He has published Trade in Food: Regulatory and Judicial Approaches in the EC and the WTO (Cameron May, 2007), and several volumes, among which Governing Disasters: The Challenges of Emergency Risk Regulation (Edward Elgar, 2011). He has also published extensively in academic journals such as the Harvard International Law Journal, the European Law Journal, the European Journal of Consumer Law, European Public Law and Revue du Droit de l’Union européenne. He is the founder and editor of the European Journal of Risk Regulation. He is the former Chair of the Risk Policy and Law Specialty Group of the Society for Risk Analysis.
Professor Alemanno is a regular speaker at international conferences and has also taught at Georgetown University Law Center, Bocconi University, Liège Law School, the Academy of European Law (ERA), the European Institute of Public Admnistration (EIPA), EDHEC Business School, Lyon Law School, Fribourg Law School, Scuola Superiore Sant'Anna (Pisa) and Macau Law School.
L'interdiction de fumer dans les bars est le symptôme d'une transformation culturelle: en quelques années, les lois anti-tabac ont fait évoluer les normes sociales. Mais ce n'est qu'un début. Avec le "nudging", de nouvelles techniques d'influence font leur apparition, qui posent de réels problèmes éthiques et juridiques. Jusqu'où peut-on aller pour forcer les gens à prendre de bonnes décisions?

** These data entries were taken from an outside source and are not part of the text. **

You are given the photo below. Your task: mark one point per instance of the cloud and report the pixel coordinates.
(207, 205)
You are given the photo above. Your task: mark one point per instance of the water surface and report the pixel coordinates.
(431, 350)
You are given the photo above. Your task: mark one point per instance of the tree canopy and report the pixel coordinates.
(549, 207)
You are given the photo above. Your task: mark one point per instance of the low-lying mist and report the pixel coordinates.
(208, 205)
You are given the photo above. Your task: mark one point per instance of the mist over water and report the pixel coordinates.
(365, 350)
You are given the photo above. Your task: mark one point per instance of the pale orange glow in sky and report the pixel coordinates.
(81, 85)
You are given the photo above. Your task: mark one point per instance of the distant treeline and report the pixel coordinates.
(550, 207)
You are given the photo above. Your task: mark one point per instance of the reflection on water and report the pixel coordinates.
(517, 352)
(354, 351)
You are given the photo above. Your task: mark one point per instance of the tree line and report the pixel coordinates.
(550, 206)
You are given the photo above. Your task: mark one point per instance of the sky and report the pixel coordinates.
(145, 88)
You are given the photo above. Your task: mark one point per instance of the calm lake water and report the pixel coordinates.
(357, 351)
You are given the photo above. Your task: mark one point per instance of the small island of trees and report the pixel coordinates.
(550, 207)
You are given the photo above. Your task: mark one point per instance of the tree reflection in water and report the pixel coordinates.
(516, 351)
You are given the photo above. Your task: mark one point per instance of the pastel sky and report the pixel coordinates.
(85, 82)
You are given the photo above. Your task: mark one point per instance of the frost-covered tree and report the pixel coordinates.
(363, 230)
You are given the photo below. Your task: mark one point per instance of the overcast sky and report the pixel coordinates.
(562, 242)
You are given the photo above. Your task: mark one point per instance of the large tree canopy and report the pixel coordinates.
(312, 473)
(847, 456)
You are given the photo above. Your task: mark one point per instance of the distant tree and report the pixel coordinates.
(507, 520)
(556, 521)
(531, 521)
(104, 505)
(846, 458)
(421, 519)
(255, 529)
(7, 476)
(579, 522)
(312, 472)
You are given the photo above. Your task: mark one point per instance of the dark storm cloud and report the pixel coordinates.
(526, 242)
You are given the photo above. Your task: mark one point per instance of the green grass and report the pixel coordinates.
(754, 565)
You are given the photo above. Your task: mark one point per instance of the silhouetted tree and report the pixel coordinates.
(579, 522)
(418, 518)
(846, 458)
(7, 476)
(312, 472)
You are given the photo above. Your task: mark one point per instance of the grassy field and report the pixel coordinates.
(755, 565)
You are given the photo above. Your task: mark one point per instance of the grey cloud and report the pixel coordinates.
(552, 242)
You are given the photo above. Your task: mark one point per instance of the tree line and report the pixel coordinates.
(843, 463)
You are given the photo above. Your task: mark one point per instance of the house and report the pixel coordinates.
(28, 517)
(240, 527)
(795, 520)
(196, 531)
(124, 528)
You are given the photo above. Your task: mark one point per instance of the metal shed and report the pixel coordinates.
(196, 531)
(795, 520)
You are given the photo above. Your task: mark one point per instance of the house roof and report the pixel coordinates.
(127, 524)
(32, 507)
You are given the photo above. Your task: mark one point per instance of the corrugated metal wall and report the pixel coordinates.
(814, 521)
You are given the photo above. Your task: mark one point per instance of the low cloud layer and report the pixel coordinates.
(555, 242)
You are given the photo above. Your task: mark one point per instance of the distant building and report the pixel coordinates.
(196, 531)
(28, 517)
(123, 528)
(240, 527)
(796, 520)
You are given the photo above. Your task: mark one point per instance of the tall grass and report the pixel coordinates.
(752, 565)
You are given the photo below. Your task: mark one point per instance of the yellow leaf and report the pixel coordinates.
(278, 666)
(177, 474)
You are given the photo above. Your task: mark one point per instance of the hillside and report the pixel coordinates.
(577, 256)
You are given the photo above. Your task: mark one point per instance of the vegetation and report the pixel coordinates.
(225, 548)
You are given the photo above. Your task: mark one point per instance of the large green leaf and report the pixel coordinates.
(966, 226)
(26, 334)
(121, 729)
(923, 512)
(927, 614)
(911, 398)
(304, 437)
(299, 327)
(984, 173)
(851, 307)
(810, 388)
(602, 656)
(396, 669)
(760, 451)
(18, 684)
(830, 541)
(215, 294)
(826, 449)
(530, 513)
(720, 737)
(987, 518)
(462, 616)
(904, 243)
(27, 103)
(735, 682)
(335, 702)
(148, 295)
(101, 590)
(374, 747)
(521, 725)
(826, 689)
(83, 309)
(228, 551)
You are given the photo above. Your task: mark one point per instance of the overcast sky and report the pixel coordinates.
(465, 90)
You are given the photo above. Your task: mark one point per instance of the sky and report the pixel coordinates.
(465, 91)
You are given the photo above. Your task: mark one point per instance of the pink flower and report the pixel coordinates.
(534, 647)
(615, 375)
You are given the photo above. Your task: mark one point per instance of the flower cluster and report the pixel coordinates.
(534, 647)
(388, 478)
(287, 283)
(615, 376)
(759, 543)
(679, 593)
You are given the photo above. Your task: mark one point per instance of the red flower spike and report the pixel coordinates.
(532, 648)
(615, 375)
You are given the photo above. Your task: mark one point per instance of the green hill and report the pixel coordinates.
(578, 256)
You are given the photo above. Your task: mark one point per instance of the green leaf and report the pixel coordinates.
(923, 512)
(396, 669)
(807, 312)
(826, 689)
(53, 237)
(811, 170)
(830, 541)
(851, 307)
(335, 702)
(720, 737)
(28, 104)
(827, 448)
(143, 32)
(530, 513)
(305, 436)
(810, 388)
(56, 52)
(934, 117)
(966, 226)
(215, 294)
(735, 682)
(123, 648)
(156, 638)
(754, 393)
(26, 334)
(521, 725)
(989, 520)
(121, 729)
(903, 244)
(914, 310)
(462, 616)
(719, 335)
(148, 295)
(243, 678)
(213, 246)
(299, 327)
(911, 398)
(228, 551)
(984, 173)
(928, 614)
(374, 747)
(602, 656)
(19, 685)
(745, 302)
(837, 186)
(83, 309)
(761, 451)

The recently-adopted smoking bans in bars and restaurants epitomize a cultural transformation. By creating an environment where smoking becomes increasingly more difficult, the bans help shift social norms away from the acceptance of smoking in everyday life and promotes public rejection of cigarettes. And this is only the beginning. New public policies such as nudging smokers are now developed, raising legal and moral issues.